Here is the code:

以下是代码：

public static void main(String[] args) {
        int x = 5;
        int y = 7;
        System.out.print(m(x, y) + " " + x + " " + m(y, x));
    }

    public static int m(int x, int y) {
        x += 2;
        System.out.print(x + " ");
        y -= 2;
        return (x * y);
    }

I tried writing this down on paper and going through the steps. In the first method call, x has 2 added to it and becomes 7, then is printed. Y is subtracted by 2, becoming 5. Then x*y gets returned, which is 7*5 = 35. So I expect 7 35 for now. Then x is printed, so print a 5. Then in the second method call, 2 is added to x again making it 9. 2 is subtracted from y, making 3. Then x*y is returned, outputting 27.

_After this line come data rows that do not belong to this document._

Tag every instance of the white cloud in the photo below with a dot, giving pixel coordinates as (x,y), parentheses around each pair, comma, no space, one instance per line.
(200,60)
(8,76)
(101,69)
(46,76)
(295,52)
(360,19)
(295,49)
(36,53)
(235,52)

我试着把它写在纸上，一步一步地走。在第一个方法调用中，x加上2，变成7，然后打印出来。Y减去2，等于5。然后返回x*y，即7*5=35。所以我现在预计是7点35分。然后打印x，所以打印一个5。然后在第二个方法调用中，再次将2加到x，使其为9。从y中减去2，得到3。然后返回x*y，输出27。

So in the end, I expect 7 35 5 9 27.

所以最后，我预计是7 35 5 9 27.

So I expect 7 35 for now

That doesn't make sense. Unless you think that java will print each element in m(x, y) + " " + x + " " + m(y, x) 'on the fly'.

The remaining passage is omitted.